Failure of cancer chemotherapies is often linked to the over expression of ABC efflux transporters like the multidrug resistance P‐glycoprotein (P‐gp). P‐gp expression in cells leads to the elimination of a variety of chemically unrelated, mostly cytotoxic compounds. Administration of chemotherapeutics during therapy frequently selects for cells that over express P‐gp and are therefore capable of robustly exporting diverse compounds, including chemotherapeutics, from the cells. P‐gp thus confers multidrug resistance to a majority of drugs currently available for the treatment of cancers and diseases like HIV / AIDS . The search for P‐gp inhibitors for use as co‐therapeutics to combat multidrug resistances has had little success to date.

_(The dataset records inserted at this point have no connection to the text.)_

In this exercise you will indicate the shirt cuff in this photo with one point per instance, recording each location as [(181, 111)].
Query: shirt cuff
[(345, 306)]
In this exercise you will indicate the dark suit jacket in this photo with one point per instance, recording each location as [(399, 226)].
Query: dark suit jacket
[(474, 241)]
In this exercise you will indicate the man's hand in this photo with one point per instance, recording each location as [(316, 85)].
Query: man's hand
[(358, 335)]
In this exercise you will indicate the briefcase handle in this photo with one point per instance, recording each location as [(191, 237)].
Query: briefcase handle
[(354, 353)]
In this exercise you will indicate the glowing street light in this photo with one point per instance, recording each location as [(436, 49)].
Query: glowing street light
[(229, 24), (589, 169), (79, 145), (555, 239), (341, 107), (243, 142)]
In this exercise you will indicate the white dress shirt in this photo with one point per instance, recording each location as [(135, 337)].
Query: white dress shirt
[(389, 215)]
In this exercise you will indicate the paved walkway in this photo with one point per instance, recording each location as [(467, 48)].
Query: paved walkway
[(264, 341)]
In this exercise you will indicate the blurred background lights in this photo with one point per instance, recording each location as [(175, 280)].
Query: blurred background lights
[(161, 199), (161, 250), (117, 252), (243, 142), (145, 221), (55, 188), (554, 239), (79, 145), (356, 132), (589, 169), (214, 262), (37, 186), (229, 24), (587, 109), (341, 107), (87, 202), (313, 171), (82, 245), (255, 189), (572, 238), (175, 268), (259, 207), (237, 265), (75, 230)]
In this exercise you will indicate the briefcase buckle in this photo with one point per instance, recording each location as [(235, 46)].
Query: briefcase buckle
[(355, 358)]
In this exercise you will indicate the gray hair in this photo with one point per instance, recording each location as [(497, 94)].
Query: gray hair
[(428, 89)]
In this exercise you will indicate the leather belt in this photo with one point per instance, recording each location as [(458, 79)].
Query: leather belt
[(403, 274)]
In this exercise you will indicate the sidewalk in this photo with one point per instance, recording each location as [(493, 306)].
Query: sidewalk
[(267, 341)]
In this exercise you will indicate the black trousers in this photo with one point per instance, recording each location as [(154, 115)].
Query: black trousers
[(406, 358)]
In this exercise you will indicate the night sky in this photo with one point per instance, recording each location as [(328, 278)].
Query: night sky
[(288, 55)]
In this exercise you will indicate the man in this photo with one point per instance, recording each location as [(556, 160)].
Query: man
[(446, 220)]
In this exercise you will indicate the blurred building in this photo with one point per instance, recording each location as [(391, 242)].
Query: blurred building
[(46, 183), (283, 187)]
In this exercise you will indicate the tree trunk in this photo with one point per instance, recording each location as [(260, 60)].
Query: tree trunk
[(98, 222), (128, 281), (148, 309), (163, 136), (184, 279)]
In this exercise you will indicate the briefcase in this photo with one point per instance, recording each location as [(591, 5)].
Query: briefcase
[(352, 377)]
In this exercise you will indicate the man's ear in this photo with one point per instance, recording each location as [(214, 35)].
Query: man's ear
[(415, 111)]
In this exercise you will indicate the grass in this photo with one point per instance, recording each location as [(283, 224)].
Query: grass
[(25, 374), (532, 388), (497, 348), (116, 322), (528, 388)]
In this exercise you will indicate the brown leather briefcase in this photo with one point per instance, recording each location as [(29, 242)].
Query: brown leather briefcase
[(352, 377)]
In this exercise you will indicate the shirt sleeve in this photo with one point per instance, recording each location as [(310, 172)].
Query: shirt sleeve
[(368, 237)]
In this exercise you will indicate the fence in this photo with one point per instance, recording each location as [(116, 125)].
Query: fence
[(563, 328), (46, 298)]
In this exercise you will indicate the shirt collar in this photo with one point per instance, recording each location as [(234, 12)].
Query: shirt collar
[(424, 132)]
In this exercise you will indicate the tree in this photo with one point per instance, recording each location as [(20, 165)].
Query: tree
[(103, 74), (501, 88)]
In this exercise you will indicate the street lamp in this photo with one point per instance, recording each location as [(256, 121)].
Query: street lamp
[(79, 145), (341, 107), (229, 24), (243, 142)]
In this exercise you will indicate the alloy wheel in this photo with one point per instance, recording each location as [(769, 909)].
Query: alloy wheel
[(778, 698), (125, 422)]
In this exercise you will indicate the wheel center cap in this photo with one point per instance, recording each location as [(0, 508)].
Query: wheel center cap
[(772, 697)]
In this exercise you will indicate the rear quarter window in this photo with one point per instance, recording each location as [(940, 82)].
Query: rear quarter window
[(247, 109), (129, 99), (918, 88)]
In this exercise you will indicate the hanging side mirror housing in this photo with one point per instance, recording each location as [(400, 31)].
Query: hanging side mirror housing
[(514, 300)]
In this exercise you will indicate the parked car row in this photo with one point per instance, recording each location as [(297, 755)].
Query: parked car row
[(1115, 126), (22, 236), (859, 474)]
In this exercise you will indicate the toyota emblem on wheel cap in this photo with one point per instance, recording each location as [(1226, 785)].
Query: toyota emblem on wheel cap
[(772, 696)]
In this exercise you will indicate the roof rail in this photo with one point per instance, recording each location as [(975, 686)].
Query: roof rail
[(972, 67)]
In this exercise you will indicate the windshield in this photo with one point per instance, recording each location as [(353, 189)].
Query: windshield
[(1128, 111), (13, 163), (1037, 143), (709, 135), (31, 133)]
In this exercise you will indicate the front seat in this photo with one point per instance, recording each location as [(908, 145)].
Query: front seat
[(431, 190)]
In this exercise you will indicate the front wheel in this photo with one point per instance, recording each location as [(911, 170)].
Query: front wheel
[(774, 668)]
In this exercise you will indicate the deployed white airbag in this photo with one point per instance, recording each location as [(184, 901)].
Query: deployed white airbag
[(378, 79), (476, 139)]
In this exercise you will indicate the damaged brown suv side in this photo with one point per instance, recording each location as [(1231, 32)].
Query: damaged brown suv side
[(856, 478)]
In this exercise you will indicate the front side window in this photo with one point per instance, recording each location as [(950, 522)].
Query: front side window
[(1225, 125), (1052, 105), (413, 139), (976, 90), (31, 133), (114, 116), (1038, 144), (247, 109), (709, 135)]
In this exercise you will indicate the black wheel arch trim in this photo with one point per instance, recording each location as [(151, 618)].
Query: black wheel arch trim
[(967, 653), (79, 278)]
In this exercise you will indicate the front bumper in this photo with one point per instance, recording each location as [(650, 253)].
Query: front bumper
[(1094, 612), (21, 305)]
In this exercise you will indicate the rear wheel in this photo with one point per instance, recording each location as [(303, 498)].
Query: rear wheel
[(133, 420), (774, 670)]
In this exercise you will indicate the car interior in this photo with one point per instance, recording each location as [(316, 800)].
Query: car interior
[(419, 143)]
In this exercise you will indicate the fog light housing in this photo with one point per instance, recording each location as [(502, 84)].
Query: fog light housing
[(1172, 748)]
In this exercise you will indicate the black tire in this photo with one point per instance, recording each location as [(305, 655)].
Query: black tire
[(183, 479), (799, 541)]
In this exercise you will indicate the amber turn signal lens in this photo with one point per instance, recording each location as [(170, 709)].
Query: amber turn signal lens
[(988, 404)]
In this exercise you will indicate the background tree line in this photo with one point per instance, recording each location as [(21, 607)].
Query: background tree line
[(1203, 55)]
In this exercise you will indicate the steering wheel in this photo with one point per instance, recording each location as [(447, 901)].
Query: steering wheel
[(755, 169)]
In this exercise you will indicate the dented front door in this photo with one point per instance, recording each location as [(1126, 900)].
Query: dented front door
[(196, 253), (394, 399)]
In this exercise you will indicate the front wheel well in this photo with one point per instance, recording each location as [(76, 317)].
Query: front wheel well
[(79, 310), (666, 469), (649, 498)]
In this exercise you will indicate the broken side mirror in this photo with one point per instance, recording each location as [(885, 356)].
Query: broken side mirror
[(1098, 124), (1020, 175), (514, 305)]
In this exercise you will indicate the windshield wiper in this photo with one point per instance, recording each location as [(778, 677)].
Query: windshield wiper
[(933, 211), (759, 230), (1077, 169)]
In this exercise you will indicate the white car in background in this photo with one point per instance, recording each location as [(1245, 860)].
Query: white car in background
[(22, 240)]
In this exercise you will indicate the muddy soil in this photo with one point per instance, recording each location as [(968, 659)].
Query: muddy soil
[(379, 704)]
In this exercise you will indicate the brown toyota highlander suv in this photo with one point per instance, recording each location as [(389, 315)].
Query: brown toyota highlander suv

In a previous study (Brewer et al., Mol Pharmacol 86: 716–726, 2014), we described how ultrahigh throughput computational searches led to the identification of four drug‐like molecules that specifically interfere with the energy harvesting steps of substrate transport and inhibit P‐gp catalyzed ATP hydrolysis in vitro. In the present study, we demonstrate that three of these compounds reversed P‐gp‐mediated multidrug resistance of cultured prostate cancer cells to restore sensitivity comparable to naïve prostate cancer cells to the chemotherapeutic drug, paclitaxel. Potentiation concentrations of the inhibitors were <3  μ mol/L. The inhibitors did not exhibit significant toxicity to noncancerous cells at concentrations where they reversed multidrug resistance in cancerous cells. Our results indicate that these compounds with novel mechanisms of P‐gp inhibition are excellent leads for the development of co‐therapeutics for the treatment of multidrug resistances.